Restriction and the Brain in Anorexia Nervosa

The frontal cortex provided some intriguing clues in a recent study.

Reprinted from Eating Disorders Review
January/February Volume 27, Number 1
©2016 iaedp

It remains puzzling why restrictive eating is so robust among patients with anorexia nervosa (AN), and a better understanding of why this happens may be critical to developing more effective treatment. In a recent study (Nature Neuroscience. 2015. 18: 1571), two groups, individuals with AN and healthy controls, completed a food-choice task in which they reported their preferences among a variety of different higher- and lower-fat and higher- and lower-calorie foods, They also rated the foods for desirability and healthfulness. Using functional magnetic resonance imaging (fMRI), brain activation patterns during food choices were studied. The next day, participants ate an actual test meal at a buffet lunch.

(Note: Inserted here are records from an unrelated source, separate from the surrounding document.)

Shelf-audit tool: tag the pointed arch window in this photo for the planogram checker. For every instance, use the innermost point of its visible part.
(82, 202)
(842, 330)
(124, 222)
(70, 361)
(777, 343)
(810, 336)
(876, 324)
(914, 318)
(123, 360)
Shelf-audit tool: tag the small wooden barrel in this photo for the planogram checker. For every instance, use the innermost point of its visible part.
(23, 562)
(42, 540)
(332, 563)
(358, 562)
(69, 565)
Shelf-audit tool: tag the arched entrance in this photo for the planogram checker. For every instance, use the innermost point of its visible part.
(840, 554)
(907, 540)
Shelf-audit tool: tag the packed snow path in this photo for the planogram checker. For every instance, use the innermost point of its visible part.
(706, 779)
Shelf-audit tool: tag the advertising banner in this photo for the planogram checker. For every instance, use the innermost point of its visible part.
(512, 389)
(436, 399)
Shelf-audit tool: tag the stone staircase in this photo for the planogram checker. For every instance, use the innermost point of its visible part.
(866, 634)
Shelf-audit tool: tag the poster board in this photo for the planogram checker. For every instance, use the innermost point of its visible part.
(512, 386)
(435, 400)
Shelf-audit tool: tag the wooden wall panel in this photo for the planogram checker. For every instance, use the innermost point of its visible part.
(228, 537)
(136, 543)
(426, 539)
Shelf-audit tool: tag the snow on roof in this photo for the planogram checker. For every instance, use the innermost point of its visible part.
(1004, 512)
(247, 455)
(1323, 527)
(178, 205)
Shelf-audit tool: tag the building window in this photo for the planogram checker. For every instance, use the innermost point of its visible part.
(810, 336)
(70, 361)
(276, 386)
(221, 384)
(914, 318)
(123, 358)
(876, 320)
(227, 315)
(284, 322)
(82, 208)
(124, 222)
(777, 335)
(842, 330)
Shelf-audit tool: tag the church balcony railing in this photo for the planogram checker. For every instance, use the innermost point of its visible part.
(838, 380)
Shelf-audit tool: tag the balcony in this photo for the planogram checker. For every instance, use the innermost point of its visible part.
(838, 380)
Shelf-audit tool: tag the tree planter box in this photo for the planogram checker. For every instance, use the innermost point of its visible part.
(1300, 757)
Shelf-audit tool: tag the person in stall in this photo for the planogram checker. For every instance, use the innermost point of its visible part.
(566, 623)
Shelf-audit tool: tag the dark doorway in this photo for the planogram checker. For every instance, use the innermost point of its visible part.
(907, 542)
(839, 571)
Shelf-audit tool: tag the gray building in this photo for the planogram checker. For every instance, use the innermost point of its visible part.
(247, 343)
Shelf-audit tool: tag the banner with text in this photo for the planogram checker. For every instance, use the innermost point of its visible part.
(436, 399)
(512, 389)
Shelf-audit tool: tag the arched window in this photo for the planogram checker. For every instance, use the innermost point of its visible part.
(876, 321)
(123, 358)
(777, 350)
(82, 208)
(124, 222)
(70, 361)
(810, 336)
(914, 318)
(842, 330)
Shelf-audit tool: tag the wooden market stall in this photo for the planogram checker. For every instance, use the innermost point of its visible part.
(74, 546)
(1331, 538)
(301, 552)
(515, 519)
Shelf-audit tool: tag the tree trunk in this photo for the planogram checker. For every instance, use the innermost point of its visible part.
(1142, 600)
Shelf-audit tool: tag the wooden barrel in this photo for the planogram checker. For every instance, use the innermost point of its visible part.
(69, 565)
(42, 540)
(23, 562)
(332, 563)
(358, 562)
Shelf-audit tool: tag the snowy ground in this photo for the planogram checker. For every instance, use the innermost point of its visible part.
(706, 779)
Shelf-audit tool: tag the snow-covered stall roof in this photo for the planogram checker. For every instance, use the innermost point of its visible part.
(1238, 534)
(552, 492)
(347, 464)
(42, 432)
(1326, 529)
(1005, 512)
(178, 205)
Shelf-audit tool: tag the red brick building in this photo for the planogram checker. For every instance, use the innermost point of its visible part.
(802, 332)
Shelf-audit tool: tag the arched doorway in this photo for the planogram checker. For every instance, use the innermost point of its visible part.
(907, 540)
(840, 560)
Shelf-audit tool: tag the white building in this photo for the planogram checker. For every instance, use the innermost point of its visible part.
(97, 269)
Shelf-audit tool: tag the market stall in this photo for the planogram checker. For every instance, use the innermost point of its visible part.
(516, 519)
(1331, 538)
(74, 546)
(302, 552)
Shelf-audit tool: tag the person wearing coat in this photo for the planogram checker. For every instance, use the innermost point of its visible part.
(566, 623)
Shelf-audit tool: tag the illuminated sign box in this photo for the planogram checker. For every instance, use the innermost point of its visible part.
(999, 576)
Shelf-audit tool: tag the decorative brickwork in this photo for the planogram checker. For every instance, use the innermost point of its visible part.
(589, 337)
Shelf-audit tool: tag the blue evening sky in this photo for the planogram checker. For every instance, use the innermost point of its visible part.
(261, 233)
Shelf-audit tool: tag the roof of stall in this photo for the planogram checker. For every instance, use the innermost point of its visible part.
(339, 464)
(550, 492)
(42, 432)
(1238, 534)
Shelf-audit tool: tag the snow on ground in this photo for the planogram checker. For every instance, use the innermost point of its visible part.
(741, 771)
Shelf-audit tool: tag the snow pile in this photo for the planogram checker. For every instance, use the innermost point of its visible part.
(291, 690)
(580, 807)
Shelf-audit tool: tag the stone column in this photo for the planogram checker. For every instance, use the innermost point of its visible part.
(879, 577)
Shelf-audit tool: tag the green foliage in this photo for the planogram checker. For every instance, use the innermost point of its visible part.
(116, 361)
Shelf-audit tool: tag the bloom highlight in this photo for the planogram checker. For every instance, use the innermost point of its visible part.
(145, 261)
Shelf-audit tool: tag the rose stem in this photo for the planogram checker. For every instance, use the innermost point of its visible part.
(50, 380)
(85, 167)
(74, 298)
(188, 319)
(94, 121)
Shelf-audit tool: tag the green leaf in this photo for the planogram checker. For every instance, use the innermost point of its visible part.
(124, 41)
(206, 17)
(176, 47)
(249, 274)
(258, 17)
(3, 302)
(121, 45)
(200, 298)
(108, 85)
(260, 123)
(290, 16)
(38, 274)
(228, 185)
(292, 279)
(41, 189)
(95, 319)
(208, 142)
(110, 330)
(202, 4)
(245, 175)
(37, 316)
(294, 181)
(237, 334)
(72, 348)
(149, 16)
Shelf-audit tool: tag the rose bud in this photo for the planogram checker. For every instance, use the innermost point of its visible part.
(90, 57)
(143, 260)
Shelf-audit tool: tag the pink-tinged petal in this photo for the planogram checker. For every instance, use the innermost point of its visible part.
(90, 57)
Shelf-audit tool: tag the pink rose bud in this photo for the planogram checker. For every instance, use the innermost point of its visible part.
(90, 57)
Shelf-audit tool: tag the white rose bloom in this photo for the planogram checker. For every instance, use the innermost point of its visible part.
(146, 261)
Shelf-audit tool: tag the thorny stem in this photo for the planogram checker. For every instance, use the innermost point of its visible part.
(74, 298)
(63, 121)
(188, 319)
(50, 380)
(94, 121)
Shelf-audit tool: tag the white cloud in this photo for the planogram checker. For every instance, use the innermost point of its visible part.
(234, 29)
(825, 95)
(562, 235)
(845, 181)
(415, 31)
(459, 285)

AN patients preferred low-fat foods

Not surprisingly, people with AN were less likely to choose high-fat meals. Interestingly, the frequency of choosing high-fat meals was related to intake during the buffet lunch. Greater amounts of high-fat foods were chosen when lunch intake was greater. fMRI scans showed that the dorsal striatum was activated when foods were being chosen, as was a portion of the frontal cortex (the ventromedial prefrontal cortex, or VMPFC). The dorsal striatum activation was greater in people with AN, but there were no differences in VMPFC activation between AN patients and controls. A measure of the strength of connection between those two regions showed that there was greater connectivity in people with AN when they were choosing low-fat foods as opposed to high-fat foods. Furthermore, longer differences in connectivity between low- and high-fat choices predicted lower amounts of food intake during the test meal.

These results may help bring better understanding of the neural basis of changes in mechanisms that may explain restrictive eating in AN.